The advantage that the foreigner possesses over the Englishman is that he is born good. He does not have to try to be good, as we do. He does not have to start the New Year with the resolution to be good, and succeed, bar accidents, in being so till the middle of January. He is just good all the year round. When a foreigner is told to mount or descend from a tram on the near side, it does not occur to him that it would be humanly possible to secure egress from or ingress to that tram from the off side.

In Brussels once I witnessed a daring attempt by a lawless foreigner to enter a tram from the wrong side. The gate was open: he was standing close beside it. A line of traffic was in his way: to have got round to the right side of that tram would have meant missing it. He entered when the conductor was not looking, and took his seat. The astonishment of the conductor on finding him there was immense. How did he get there? The conductor had been watching the proper entrance, and the man had not passed him. Later, the true explanation suggested itself to the conductor, but for a while he hesitated to accuse a fellow human being of such crime.

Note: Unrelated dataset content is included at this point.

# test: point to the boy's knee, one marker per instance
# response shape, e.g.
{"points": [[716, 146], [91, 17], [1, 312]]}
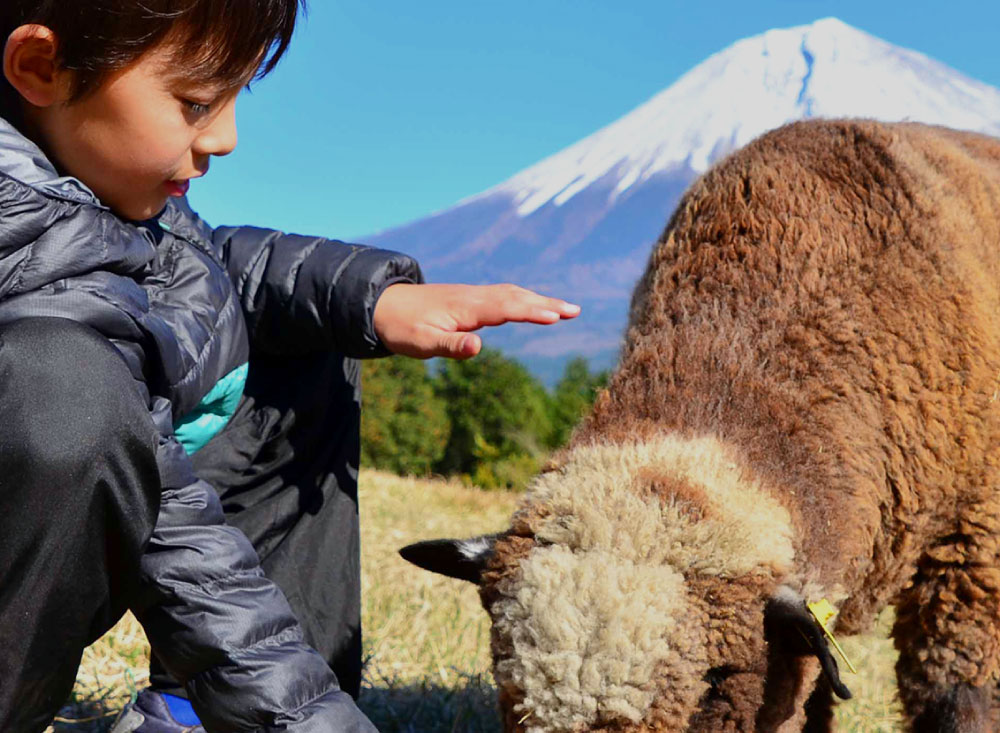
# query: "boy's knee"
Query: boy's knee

He appealed to the passenger himself. Was his presence to be accounted for by miracle or by sin? The passenger confessed. It was more in sorrow than in anger that the conductor requested him at once to leave. This tram was going to be kept respectable. The passenger proved refractory, a halt was called, and the gendarmerie appealed to. After the manner of policemen, they sprang, as it were, from the ground, and formed up behind an imposing officer, whom I took to be the sergeant. At first the sergeant could hardly believe the conductor’s statement. Even then, had the passenger asserted that he had entered by the proper entrance, his word would have been taken. Much easier to the foreign official mind would it have been to believe that the conductor had been stricken with temporary blindness, than that man born of woman would have deliberately done anything expressly forbidden by a printed notice.

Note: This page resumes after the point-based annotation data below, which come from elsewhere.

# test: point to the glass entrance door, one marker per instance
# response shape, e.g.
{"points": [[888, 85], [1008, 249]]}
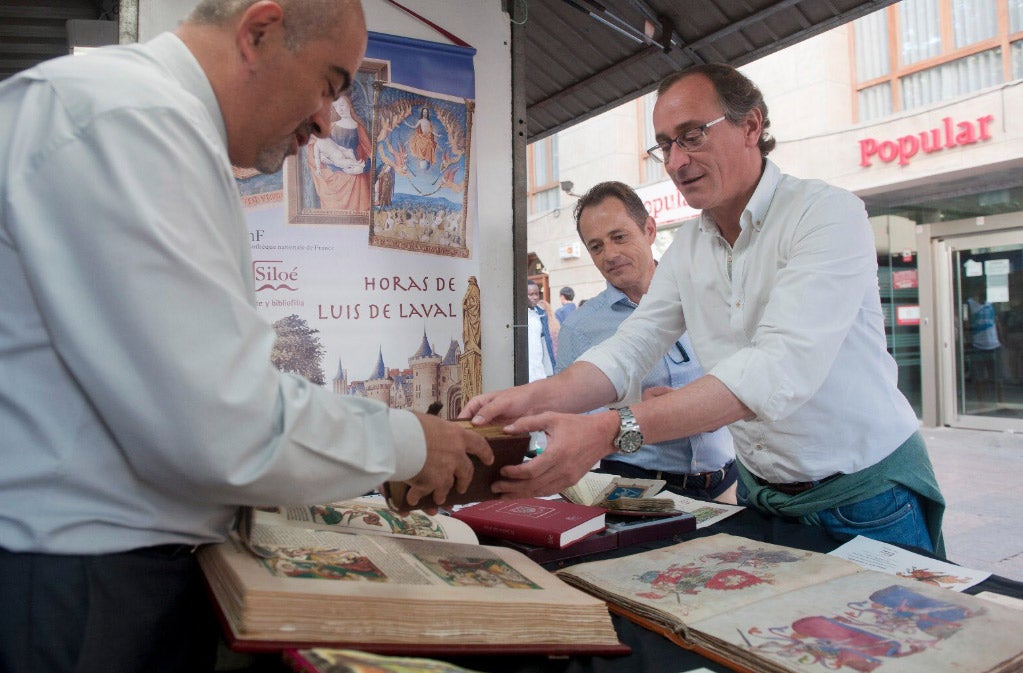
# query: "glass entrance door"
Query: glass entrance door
{"points": [[985, 274]]}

Myself, in his case, I should have lied and got the trouble over. But he was a proud man, or had not much sense–one of the two, and so held fast to the truth. It was pointed out to him that he must descend immediately and wait for the next tram. Other gendarmes were arriving from every quarter: resistance in the circumstances seemed hopeless. He said he would get down. He made to descend this time by the proper gate, but that was not justice. He had mounted the wrong side, he must alight on the wrong side. Accordingly, he was put out amongst the traffic, after which the conductor preached a sermon from the centre of the tram on the danger of ascents and descents conducted from the wrong quarter.

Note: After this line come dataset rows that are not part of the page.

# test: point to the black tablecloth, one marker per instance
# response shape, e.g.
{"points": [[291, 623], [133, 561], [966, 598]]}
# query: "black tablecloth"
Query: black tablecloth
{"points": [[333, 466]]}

There is a law throughout Germany–an excellent law it is: I would we had it in England–that nobody may scatter paper about the street. An English military friend told me that, one day in Dresden, unacquainted with this rule, he tore a long letter he had been reading into some fifty fragments and threw them behind him. A policeman stopped him and explained to him quite politely the law upon the subject. My military friend agreed that it was a very good law, thanked the man for his information, and said that for the future he would bear it in mind. That, as the policeman pointed out, would make things right enough for the future, but meanwhile it was necessary to deal with the past–with the fifty or so pieces of paper lying scattered about the road and pavement.